Jaejoong calls on his birthday. Changmin scratches an itch on his right foot with the toe of his left foot, and leans down, scoping out the contents of their tiny refrigerator. Jaejoong sounds like clouds, light and airy and oblivious to the way his voice goes straight through Changmin - always has, always does. Changmin decides on milk, waterfalls straight from the carton because it's his birthday (Kyuhyun doesn't need to know). Jaejoong is telling a story; he supposes it's meant to be funny. He hmms because he's afraid to speak: Jaejoong's always had a talent for pulling his heart out onto his sleeve.
Kyuhyun appears just after the refrigerator door swings shut, hair mussed in a sleepy halo. "'Morning," he mumbles as he shuffles past Changmin and into the bathroom.
Jaejoong's voice goes soft just as the bathroom faucet begins to run, a muffled, closed-off sound. "Come back soon," Jaejoong says, as if he has a choice in the matter. His voice sounds close, smothered; Changmin guesses he has the phone cradled to his ear. "I miss you."
Changmin fights down the knot in his chest and whispers, "Okay." Jaejoong takes it all in stride with another non sequitur.
It reminds him of his first kiss back in Seoul, how dry his throat had been when he'd said, "Okay." Only if you're sure, Jaejoong had said. Only if you're sure. Jaejoong had curved a hand behind his neck and kissed him, lips moving soft and careful, wet where Changmin had licked his lips before.

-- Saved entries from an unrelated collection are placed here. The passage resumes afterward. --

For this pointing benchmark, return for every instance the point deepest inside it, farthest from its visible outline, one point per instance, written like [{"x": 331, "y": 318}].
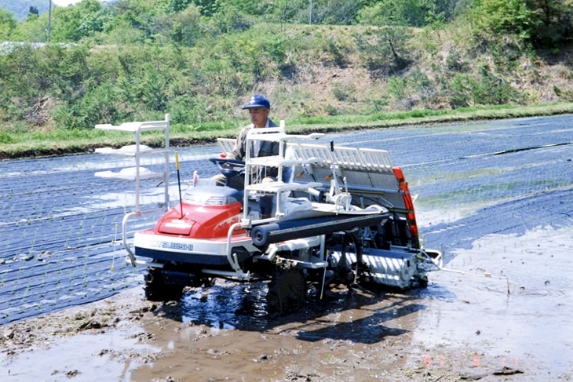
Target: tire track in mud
[{"x": 60, "y": 226}]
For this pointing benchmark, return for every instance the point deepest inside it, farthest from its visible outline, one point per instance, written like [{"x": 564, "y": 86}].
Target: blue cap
[{"x": 258, "y": 101}]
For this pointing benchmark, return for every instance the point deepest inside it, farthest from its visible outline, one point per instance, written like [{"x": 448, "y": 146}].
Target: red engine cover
[{"x": 201, "y": 222}]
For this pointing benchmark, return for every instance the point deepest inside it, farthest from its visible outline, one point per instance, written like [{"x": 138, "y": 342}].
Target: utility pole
[{"x": 49, "y": 18}]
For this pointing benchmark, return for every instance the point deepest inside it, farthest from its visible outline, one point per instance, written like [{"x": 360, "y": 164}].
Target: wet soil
[{"x": 501, "y": 313}]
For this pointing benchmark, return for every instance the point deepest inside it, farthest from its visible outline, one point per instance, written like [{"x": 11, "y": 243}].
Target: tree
[
  {"x": 72, "y": 23},
  {"x": 7, "y": 24},
  {"x": 33, "y": 11}
]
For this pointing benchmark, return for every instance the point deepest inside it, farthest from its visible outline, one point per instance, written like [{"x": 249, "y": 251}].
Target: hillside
[
  {"x": 21, "y": 8},
  {"x": 139, "y": 60}
]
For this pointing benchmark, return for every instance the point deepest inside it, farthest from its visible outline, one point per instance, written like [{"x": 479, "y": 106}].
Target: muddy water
[{"x": 496, "y": 197}]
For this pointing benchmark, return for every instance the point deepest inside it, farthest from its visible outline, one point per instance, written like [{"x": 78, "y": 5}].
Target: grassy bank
[{"x": 65, "y": 142}]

It had only lasted a moment, but with his eyes closed, it had felt like minutes before Jaejoong moved away, eyes lit up. "There," he'd said, and then it had been like nothing had happened at all: Jaejoong had resumed watching people drifting down sidewalks and into the night as Changmin filed the moment away, taking in the foreign taste on his lips, barely there. He never says thank you, and Jaejoong doesn't seem to expect it. A kiss, after all, is not a contract, even if Changmin wants it to be.
March is when they start inventing weekends out of weekdays, disappearing from wooden seats and lecture halls and auditoriums. Kyuhyun has a predictable penchant for anarchy, ignoring rules as best befits his wants and needs. For the school records, Kyuhyun invents illnesses; for Changmin, Kyuhyun never needs to use more than a smile.
Some time before the shrill starting bell, Kyuhyun has left a red paper crane on his desk. Changmin eyes it as he sits back down, peeling the wing back gently. In cramped Korean, Kyuhyun has written, catch me if you can. Changmin exhales, blowing his bangs back, and leans back surreptitiously in his chair. Kyuhyun's desk is empty.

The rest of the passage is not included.